DECIDED MAY 25, 1993.
Slip and fall. Bibb Superior Court. Before Judge Johnson.
J. O'Quinn Lindsey, for appellants.
Tittsworth Grabbe, John C. Grabbe IV, for appellee.
Tommy Horne slipped and fell while on the premises of Care More, Inc. d/b/a Macon Health Care Center. Tommy and Mary Horne filed a complaint against Care More for injuries allegedly caused by the fall. The jury returned a verdict in favor of Care More. The trial court made the verdict the judgment of the court. The Hornes appeal.

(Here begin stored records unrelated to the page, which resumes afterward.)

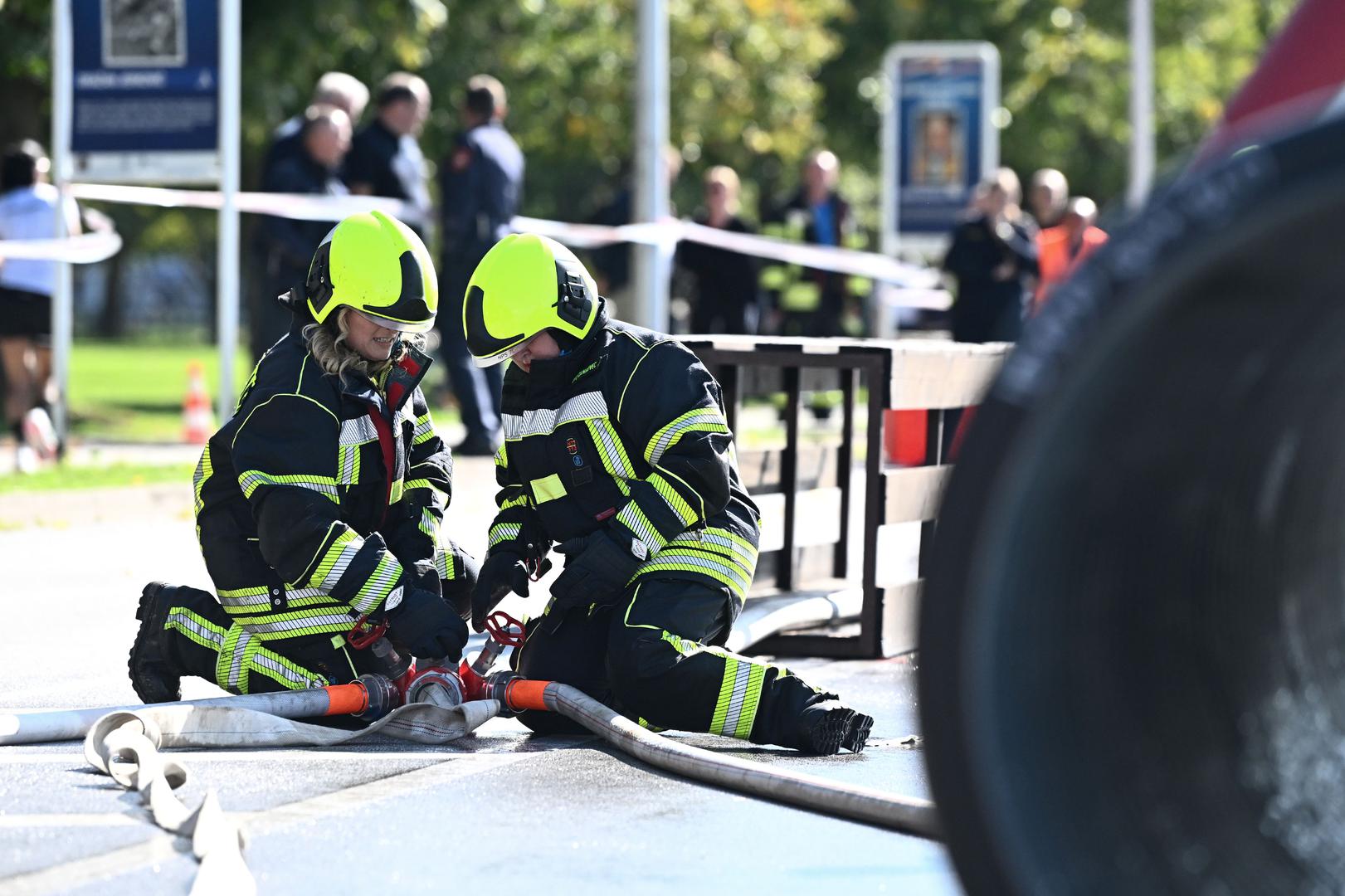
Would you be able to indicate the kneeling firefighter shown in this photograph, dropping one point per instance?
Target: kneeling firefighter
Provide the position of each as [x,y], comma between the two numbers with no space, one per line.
[616,447]
[319,502]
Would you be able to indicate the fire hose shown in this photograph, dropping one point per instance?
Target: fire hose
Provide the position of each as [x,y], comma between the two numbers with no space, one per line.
[441,704]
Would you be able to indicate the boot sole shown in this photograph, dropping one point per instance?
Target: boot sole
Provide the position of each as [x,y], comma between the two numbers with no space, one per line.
[831,732]
[173,690]
[859,732]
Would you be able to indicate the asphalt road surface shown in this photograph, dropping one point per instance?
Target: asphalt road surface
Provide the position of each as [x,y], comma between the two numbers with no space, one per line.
[496,811]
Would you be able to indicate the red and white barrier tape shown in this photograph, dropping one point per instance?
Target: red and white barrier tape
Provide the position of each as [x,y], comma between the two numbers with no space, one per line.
[84,249]
[665,233]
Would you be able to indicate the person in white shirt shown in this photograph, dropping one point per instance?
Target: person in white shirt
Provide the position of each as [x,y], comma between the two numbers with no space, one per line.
[28,212]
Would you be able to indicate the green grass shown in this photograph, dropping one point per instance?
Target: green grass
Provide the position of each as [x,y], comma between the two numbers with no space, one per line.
[134,391]
[66,478]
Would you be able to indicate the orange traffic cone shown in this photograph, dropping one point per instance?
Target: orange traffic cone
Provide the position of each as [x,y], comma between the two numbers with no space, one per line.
[198,420]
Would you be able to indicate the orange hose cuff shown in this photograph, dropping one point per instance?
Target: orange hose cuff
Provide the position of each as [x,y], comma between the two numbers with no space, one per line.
[524,693]
[346,700]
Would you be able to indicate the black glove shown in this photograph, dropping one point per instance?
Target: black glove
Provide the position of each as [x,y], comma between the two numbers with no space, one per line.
[596,569]
[504,572]
[457,591]
[426,626]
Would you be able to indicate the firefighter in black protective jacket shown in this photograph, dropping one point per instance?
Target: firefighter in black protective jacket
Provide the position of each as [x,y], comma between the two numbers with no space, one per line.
[616,447]
[319,504]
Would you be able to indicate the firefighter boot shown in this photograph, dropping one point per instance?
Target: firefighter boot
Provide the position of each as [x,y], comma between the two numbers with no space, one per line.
[152,672]
[827,725]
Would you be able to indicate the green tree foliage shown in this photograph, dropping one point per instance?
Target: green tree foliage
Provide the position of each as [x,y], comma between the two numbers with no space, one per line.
[755,84]
[1065,75]
[741,77]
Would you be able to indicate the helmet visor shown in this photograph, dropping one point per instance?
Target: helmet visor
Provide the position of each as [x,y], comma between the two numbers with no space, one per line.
[500,357]
[400,326]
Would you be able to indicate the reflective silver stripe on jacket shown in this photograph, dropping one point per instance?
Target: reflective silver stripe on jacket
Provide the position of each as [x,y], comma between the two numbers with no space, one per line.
[543,421]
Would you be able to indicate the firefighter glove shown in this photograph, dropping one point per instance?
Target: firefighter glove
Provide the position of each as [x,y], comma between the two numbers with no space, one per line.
[504,572]
[426,626]
[596,569]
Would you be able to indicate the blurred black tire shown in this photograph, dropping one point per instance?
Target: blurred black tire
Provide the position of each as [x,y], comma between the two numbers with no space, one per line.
[1133,636]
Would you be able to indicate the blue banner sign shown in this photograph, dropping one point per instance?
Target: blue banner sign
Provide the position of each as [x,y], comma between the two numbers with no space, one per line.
[939,139]
[145,103]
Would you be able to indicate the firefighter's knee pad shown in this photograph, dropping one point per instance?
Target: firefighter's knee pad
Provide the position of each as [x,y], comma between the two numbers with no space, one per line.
[635,657]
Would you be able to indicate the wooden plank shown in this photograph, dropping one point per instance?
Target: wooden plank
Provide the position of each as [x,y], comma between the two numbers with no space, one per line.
[914,493]
[933,373]
[901,618]
[818,519]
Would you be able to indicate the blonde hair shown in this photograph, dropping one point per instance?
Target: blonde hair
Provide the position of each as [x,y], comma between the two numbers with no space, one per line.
[327,344]
[728,178]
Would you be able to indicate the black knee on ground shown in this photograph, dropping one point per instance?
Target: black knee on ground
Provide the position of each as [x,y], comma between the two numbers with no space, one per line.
[636,662]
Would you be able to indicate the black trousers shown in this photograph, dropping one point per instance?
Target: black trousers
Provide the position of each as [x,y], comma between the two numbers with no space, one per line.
[205,642]
[656,658]
[476,389]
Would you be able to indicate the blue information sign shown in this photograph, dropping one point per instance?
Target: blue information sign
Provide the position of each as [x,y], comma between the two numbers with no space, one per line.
[939,136]
[145,104]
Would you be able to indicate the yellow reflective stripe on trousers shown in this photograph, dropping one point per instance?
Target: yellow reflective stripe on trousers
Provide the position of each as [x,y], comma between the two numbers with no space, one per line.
[295,623]
[195,627]
[280,670]
[738,697]
[231,666]
[444,564]
[717,567]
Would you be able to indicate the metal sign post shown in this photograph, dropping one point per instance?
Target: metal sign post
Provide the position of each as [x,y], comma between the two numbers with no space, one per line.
[652,261]
[145,90]
[62,300]
[938,138]
[149,93]
[227,275]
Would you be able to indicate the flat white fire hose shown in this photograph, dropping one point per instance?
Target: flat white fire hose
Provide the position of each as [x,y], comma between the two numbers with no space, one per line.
[124,744]
[807,791]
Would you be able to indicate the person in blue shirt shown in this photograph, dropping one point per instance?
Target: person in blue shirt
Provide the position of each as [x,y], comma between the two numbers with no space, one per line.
[480,187]
[28,212]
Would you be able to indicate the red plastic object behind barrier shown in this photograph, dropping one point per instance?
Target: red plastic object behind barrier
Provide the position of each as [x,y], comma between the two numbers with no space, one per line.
[904,436]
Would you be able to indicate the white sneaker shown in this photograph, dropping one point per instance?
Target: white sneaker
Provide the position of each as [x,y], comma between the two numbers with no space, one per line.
[26,460]
[39,433]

1. The Hornes contend that the court erred in charging the jury on the defense of accident. "The defense of accident in this state is to be confined to its strict sense as an occurrence which takes place in the absence of negligence and for which no one would be liable. Unless there is evidence authorizing a finding that the occurrence was an `accident' as thus defined, a charge on that defense is error." (Citations, punctuation and emphasis omitted.) Whisanant v. Northeast Ga. Med. Center, 202 Ga. App. 526, 527 ( 414 S.E.2d 739) (1992). Although there was evidence that Horne's fall might have been the result of Care More's negligence, the jury also could have concluded that the fall was not proximately caused by the negligence of any party. The jury could have found from the evidence that Horne slipped in a puddle of urine, which had only been on the floor a few minutes and about which Care More had no knowledge prior to Horne's fall. The jury was authorized to conclude that the urine on the floor was an unforeseeable occurrence. "Where the jury is authorized under the alternatives submitted by the evidence to find that the [fall] was not proximately caused by negligence but could have resulted from an unforeseen or unexplained cause, there is ample reason to give a charge on the law of accident." (Citations and punctuation omitted.) Adams v. Finlayson, 199 Ga. App. 821, 822 (1) ( 406 S.E.2d 227) (1991); see also Greene v. Wright, 200 Ga. App. 125, 126 (1) ( 407 S.E.2d 68) (1991). The court did not err in charging the jury on accident.
The Supreme Court's holding in Tolbert v. Duckworth, 262 Ga. 622 ( 423 S.E.2d 229) (1992), that the jury charge on accident should not be given in civil cases after January 21, 1993, is inapplicable to the instant case, which was tried from January 13-15, 1992.
2. The Hornes enumerate that the court erred in failing to give their requested charge on distraction. Because the request is not contained in the record, we cannot address the merits of this enumeration. Jones v. Livingston, 203 Ga. App. 99, 102 (3) ( 416 S.E.2d 142) (1992).
Judgment affirmed. Blackburn and Smith, JJ., concur.